The health, welfare, and production of ruminants, as well as the quality of food resources, are all affected by gastrointestinal parasites. Even with all the traditional ways to keep diseases under control, parasites still hurt the livestock industry. Controlling disease carriers and using the right management methods are two ways to reduce these negative effects. But there are often things that make it hard for these disease-control strategies to last, like the effects of chemicals on the environment and food safety, the cost and availability of treatments for poorer livestock farmers, and the development of parasites that are resistant to the treatments.
Considering the economic effects of parasites on the health and welfare of livestock, it is better to avoid parasitic infections than to treat them. Different environmental and host factors, some metabolic diseases, the host’s immune status, and pregnancy or lactation all affect how resistant ruminants are to parasites that live in their guts. So, one way to deal with this problem is to study the genetics of disease resistance, which includes both immune and non-immune mechanisms.
Not getting sick
Disease resistance is an animal’s natural ability to fight off disease when it is exposed to pathogens or parasites for the first time. It looks at how well the host can control the pathogen or parasite’s life cycle and how resistant it is to the disease that comes from an infection. Natural resistance is passed down from parent to child. Using selective breeding programmes to increase the overall level of genetic resistance in a population can improve animal health management systems.
Why genetics is good
Some of the benefits of using genetics to control disease are that once a change is made, it is permanent, the effect is consistent, and there is no longer a need to buy inputs. Also, the effects of other methods last longer because there is less pressure for resistance to develop.
There are also possible broad-spectrum effects, such as making people more resistant to more than one disease, having less of an effect on the evolution of macroparasites like helminths than other strategies like chemotherapy or vaccination, and making disease management strategies more varied.
Management strategies
Diseases can be managed genetically in different ways, depending on the kind of problem and the resources that are available. Some of these methods are choosing the right breed for the production environment, crossbreeding to add genes to breeds that are already well-suited for the job, and choosing individuals with high disease resistance.

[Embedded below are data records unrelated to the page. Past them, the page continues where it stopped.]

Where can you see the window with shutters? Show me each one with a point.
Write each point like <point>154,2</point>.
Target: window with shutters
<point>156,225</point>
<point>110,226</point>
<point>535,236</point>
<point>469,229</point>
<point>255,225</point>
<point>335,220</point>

There are breeding programmes that pick out animals that are more resistant to diseases like parasite infections and some types of mycotoxin poisoning. If we can find genetic markers that are linked to resistance to infection, we might be able to choose for more resistance even when there is no infection.
Marker-assisted choice
Marker-assisted selection is a method in which a marker based on morphology, biochemistry, or DNA/RNA is used to indirectly select for a trait of interest, such as disease resistance. Because genes are linked, the marker used for selection is often linked to the gene of interest. There are selectable markers, which get rid of certain genotypes from the population, and screenable markers, which make certain genotypes easy to spot, at which point the experimenter must score or evaluate the population and take action to keep the preferred genotypes.
Marker-assisted selection may be cheaper and faster than traditional phenotypic assays, depending on the trait of interest. Using the same DNA sample, more than one marker can be tested. Once the DNA is extracted and cleaned, it can be used for more than one marker, for the same or different traits, which saves time and money per marker.
Identifying markers
Molecular techniques like microsatellites or single nucleotide polymorphism detection can be used to find genetic markers. Linked markers are molecular markers that are right next to important genes. There are a number of phenotypic and genetic markers for resistance to parasites in the digestive tract of naturally infected ruminants. These could help ruminants respond to selection.
The major histocompatibility complex (MHC) is made up of a group of genes that are very different from one another. These genes start the immune response when pathogens or parasites attack an animal. The MHC is split into three regions: class 1, class 2, and class 3. In ruminants, the class 2 region is split into two parts: class 2a and class 2b.
Choosing which characteristic to measure
The faeces egg count (FEC) is used as a sign of resistance to parasites in the digestive tract. It was first made for sheep, but it can also be used for cows, pigs, chickens, and other species. The FEC can be passed down in many different ways, depending on the type of parasite and the animal breed. The immune response is another trait that can be used as a sign.
Breeding by choice
One important way to stop diseases is to use selective breeding to take advantage of differences in disease resistance within the same breed. When parasite resistance is the only thing that is chosen for, it can lead to bad traits like lower live-weight gains. To predict genetic risk or use selective breeding, it is important to use the right selection policies and understand the genetic structure of the resistance.
Conclusion
In the long run, a different way to get rid of parasites is to use selective breeding for resistance to parasites along with other integrated control methods. However, disease resistance varies between species, between breeds and between individuals within breeds. It is hard to find the phenotype for disease resistance because a population may have both healthy and sick animals, and not all of the healthy animals may be resistant to disease.